Em sua entrevista, o referido professor, revela-nos que não houve mudança

na matriz curricular, como também não houve mudanças nas questões

metodológicas e pedagógicas que norteavam a disciplina nesse período de

transição. Entretanto, agora, já fazendo parte do corpo de disciplinas do

Departamento de Matemática, a disciplina de desenho geométrico adquiriu novo

status, o que, segundo o professor Adlai, interferiu na maneira de o licenciando em

Matemática visualizar a disciplina.

[…] não houve muita mudança em termos de currículo, de metodologia, não houve nada. Houve supra valorização pelo aluno. Como era disciplina da Matemática, o Adlai é professor da Matemática, o aluno falou “opa, é disciplina da Matemática!”, aí deu mais valor. [...]
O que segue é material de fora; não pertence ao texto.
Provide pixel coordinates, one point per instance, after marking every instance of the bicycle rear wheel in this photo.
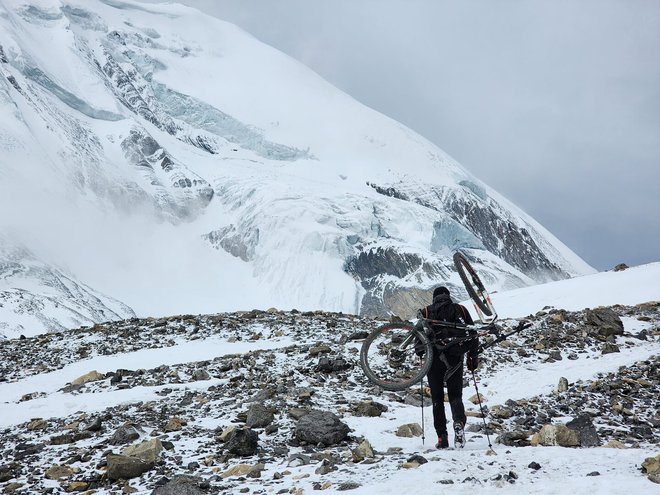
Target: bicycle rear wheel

Para o professor, a ausência do Departamento foi fundamental para o

enfraquecimento da disciplina de Desenho, pois, segundo ele, uma das

características de um departamento, é cuidar de seu campo curricular e de seu

campo acadêmico. Segundo seu relato, este acontecimento não foi uma tendência

nacional, mas uma situação pontual no âmbito na UFJF. Contudo no decorrer desta

investigação verificaremos que tal afirmação não foi comprovada.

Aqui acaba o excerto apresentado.